D’un point de vue méthodologique, si la réflexivité éthique de l’enseignant-chercheur ne peut se rattacher à aucun genre de texte particulier puisque tout texte empirique est nécessairement singulier, j’émets cependant l’hypothèse que les types de discours mis en forme dans les synthèses, peuvent permettre d’observer les différents « je » épistémique, réflexif et empirique des auteurs, à travers le dialogue qu’ils engagent avec les références à la philosophie d’Edgar Morin. Dans le cadre de l’exploration de cette pratique, je m’appuie sur les principes de l’interactionisme socio-discursif (désormais ISD), qui considèrent tout texte (oral ou écrit) comme une production singulière socialement située, résultant d’une « dialectique permanente entre contraintes socio-historico-langagières et espace de décision synchronique d’un agent » (Bronckart, [1997] 2022, p. 264). Dans cette perspective, chaque synthèse produite par un enseignant-chercheur en vue d’une HDR résulte ainsi des choix d’emprunts et d’adaptations qu’il a effectués dans son propre « réservoir de modèles textuels » (p. 78) en fonction des représentations qu’il se fait de cette situation de production. Le processus de réflexivité éthique peut alors être observé à travers la manière dont des agents-auteurs producteurs experts (Bronckart, [1997] 2022) situent leurs prises en charge énonciatives par rapport à une discipline connexe telle que la philosophie. En l’occurrence, l’expertise textuelle et discursive des enseignants-chercheurs chevronnés rendent les synthèses produites particulièrement intéressantes par la présence de discours plus ou moins théoriques ou interactifs (Bronckart, [1997] 2022) en mesure de mettre en scène une variété de « je ».
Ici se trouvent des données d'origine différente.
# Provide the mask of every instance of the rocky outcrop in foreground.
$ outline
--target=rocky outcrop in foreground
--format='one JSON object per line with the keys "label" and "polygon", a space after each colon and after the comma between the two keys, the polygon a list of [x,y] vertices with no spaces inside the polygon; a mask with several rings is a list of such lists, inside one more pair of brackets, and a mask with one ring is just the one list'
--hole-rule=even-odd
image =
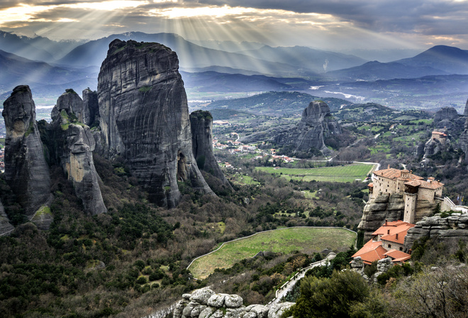
{"label": "rocky outcrop in foreground", "polygon": [[176,309],[174,318],[279,318],[293,302],[282,302],[271,307],[262,305],[243,305],[237,295],[216,294],[209,288],[184,294]]}
{"label": "rocky outcrop in foreground", "polygon": [[364,231],[364,241],[372,238],[372,234],[385,223],[385,220],[398,221],[403,219],[405,202],[402,193],[373,194],[364,206],[362,218],[357,226]]}
{"label": "rocky outcrop in foreground", "polygon": [[451,242],[455,246],[460,240],[468,242],[468,214],[452,213],[447,217],[440,215],[425,218],[408,229],[405,247],[411,248],[416,240],[424,237],[435,237],[445,243]]}
{"label": "rocky outcrop in foreground", "polygon": [[107,212],[98,183],[92,152],[95,142],[89,128],[79,119],[82,114],[83,102],[78,94],[67,89],[57,101],[52,109],[53,121],[48,130],[52,144],[49,150],[55,163],[62,166],[73,184],[75,194],[82,199],[84,211],[89,214]]}
{"label": "rocky outcrop in foreground", "polygon": [[192,154],[189,107],[175,52],[115,40],[98,79],[104,155],[120,156],[151,202],[172,207],[183,182],[213,194]]}
{"label": "rocky outcrop in foreground", "polygon": [[[415,221],[430,215],[435,211],[437,203],[428,200],[418,200],[415,213]],[[403,219],[405,202],[403,193],[374,194],[364,206],[362,218],[357,226],[360,231],[364,231],[364,240],[372,238],[372,234],[385,223],[385,220],[398,221]]]}
{"label": "rocky outcrop in foreground", "polygon": [[217,177],[231,188],[218,165],[213,153],[213,116],[209,111],[196,111],[190,114],[191,127],[191,147],[199,169]]}
{"label": "rocky outcrop in foreground", "polygon": [[49,166],[35,122],[35,105],[29,87],[15,87],[4,103],[5,180],[28,219],[50,198]]}

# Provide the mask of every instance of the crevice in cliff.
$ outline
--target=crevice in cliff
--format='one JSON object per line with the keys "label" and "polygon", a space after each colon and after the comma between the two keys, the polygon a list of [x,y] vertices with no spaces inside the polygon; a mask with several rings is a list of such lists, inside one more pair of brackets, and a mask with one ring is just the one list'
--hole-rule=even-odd
{"label": "crevice in cliff", "polygon": [[186,158],[179,151],[177,153],[177,181],[184,182],[187,179]]}

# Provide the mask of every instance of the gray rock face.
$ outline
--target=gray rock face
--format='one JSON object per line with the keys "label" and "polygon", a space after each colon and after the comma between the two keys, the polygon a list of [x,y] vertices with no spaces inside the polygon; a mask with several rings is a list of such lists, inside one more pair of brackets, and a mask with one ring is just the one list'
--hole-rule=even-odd
{"label": "gray rock face", "polygon": [[99,104],[97,92],[89,89],[83,91],[83,120],[82,123],[91,126],[99,117]]}
{"label": "gray rock face", "polygon": [[219,168],[213,153],[213,116],[209,111],[196,111],[190,114],[191,146],[199,168],[230,185]]}
{"label": "gray rock face", "polygon": [[[418,221],[430,215],[437,209],[437,202],[420,199],[416,202],[415,221]],[[361,221],[357,226],[359,230],[364,231],[364,240],[372,238],[372,234],[385,223],[385,220],[398,221],[403,219],[405,202],[403,193],[389,194],[374,194],[364,207]]]}
{"label": "gray rock face", "polygon": [[445,149],[445,147],[437,140],[429,139],[424,145],[424,157],[435,155]]}
{"label": "gray rock face", "polygon": [[65,89],[65,92],[59,97],[57,102],[59,101],[60,105],[57,104],[57,107],[52,109],[50,116],[52,121],[57,119],[60,111],[63,109],[70,114],[73,114],[78,121],[83,122],[83,100],[78,94],[72,89]]}
{"label": "gray rock face", "polygon": [[262,305],[243,306],[243,300],[237,295],[215,294],[209,288],[184,294],[174,310],[174,318],[280,318],[294,305],[283,302],[271,307]]}
{"label": "gray rock face", "polygon": [[328,135],[338,133],[341,133],[341,128],[330,114],[328,105],[314,101],[304,109],[297,126],[279,134],[275,142],[280,146],[294,145],[296,152],[315,148],[326,154],[330,150],[325,146],[324,139]]}
{"label": "gray rock face", "polygon": [[158,43],[115,40],[98,79],[107,157],[121,156],[159,205],[177,204],[177,182],[213,194],[192,154],[184,83],[176,53]]}
{"label": "gray rock face", "polygon": [[28,86],[14,88],[2,115],[6,128],[5,179],[30,219],[50,197],[50,178]]}
{"label": "gray rock face", "polygon": [[[55,141],[51,152],[55,163],[62,166],[68,180],[73,183],[75,194],[82,200],[84,211],[90,214],[104,213],[107,209],[102,199],[93,160],[94,138],[87,126],[73,121],[74,117],[78,116],[72,109],[81,99],[76,93],[79,99],[71,99],[70,94],[65,93],[60,96],[54,107],[57,115],[49,127],[52,139]],[[74,102],[70,103],[70,100]]]}
{"label": "gray rock face", "polygon": [[403,194],[395,193],[373,195],[364,207],[362,218],[357,229],[364,231],[364,241],[372,238],[372,234],[388,221],[403,219],[405,203]]}
{"label": "gray rock face", "polygon": [[3,204],[0,202],[0,236],[8,235],[13,229],[14,227],[10,224],[10,220],[5,213]]}
{"label": "gray rock face", "polygon": [[452,213],[450,216],[445,218],[436,214],[423,219],[408,230],[405,236],[405,248],[411,248],[416,240],[424,237],[437,238],[455,246],[460,240],[468,242],[468,214]]}

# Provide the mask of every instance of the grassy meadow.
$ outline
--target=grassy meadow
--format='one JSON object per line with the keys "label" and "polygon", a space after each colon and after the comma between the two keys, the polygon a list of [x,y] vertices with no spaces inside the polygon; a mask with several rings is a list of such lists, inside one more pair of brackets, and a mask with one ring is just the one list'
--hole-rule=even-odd
{"label": "grassy meadow", "polygon": [[342,250],[352,246],[356,234],[345,229],[286,228],[261,232],[224,244],[221,248],[195,261],[189,268],[195,278],[205,278],[215,268],[228,268],[261,251],[289,253],[293,251],[319,252]]}
{"label": "grassy meadow", "polygon": [[310,169],[274,167],[257,167],[256,169],[265,172],[281,175],[288,180],[352,182],[356,179],[364,179],[374,167],[372,165],[353,163]]}

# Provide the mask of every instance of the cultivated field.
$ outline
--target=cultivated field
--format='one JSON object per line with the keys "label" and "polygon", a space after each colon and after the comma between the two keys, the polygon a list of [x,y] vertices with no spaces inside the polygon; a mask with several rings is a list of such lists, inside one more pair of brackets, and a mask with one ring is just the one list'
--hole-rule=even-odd
{"label": "cultivated field", "polygon": [[261,232],[225,243],[219,250],[195,261],[189,269],[196,278],[205,278],[215,268],[228,268],[261,251],[289,253],[293,251],[344,251],[354,244],[356,234],[340,228],[297,227]]}
{"label": "cultivated field", "polygon": [[282,175],[282,176],[288,180],[351,182],[356,179],[364,179],[374,167],[374,165],[372,165],[353,163],[347,165],[314,168],[311,169],[274,167],[257,167],[256,169],[265,172]]}

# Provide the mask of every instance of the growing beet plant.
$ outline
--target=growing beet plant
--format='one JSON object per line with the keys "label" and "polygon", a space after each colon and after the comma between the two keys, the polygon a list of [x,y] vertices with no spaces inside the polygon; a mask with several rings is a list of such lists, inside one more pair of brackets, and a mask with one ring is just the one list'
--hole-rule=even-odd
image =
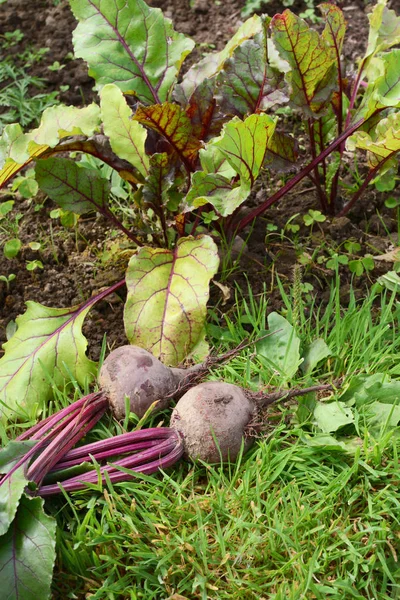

J’aborde donc les synthèses des enseignants-chercheurs (Auger, 2009 ; Bretegnier, 2016 ; Miguel-Addisu, 2020 ; Sauvage, 2014) comme autant de textes empiriques au sein desquels peuvent se déployer certains types de discours en lien avec « les rapports et les formes de dialogue et d’échange que [la sociodidactique entretient ici] avec les disciplines dites de référence ou connexes ou contributoires » (Cadet, 2014, p. 26), telles que la philosophie. Au regard des prises en charge énonciatives, j’étudie en particulier comment les voix des auteurs dialoguent avec la voix de personnage de Morin, directement impliquée dans le contenu thématique développé par les auteurs, ou encore avec sa voix sociale, lorsqu’elle apparait comme extérieure au contenu thématique (Bronckart, [1997] 2022, Chapitre 9).

 

4 - Analyse

4.1 Contexte de production et contenu thématique des synthèses

Dans le cadre de l’ISD, on considère – en référence aux travaux d’Habermas (1987) – que pour produire un texte, un agent mobilise certaines représentations collectives organisées en trois mondes « formels » ou « représentés » : le monde objectif, le monde social et le monde subjectif » (voir Bronckart, 2004, Chapitre 1). En fonction du contexte de production et du contenu thématique ou référent, certaines des représentations de ces mondes vont alors être sollicitées et exercer une influence sur l’organisation générale du texte.

Au titre du contexte sociosubjectif de leur production (Bronckart, [1997] 2022, p. 73), les notes de synthèses peuvent être présentées succinctement de la manière suivante. Celles-ci sont produites dans le cadre de l’institution universitaire[7] et permettent aux auteurs de faire reconnaitre leur haut niveau scientifique. Elles sont reçues primairement par les membres du jury de soutenance de l’HDR et secondairement par d’autres membres de la communauté scientifique, doctorants ou encore chercheurs intéressés par les travaux de l’auteur. À cet effet, trois des synthèses apparaissent dans les onglets HDR des Curriculum Vitae en ligne des chercheurs (Bretegnier, 2016 ; Miguel-Addisu, 2020 ; Sauvage, 2014). Celles-ci ont pour finalités d’exposer leurs connaissances, compétences et culture dans le domaine scientifique qui est le leur, eu égard au caractère original de leur démarche de recherche scientifique, et à leur capacité à encadrer de jeunes chercheurs.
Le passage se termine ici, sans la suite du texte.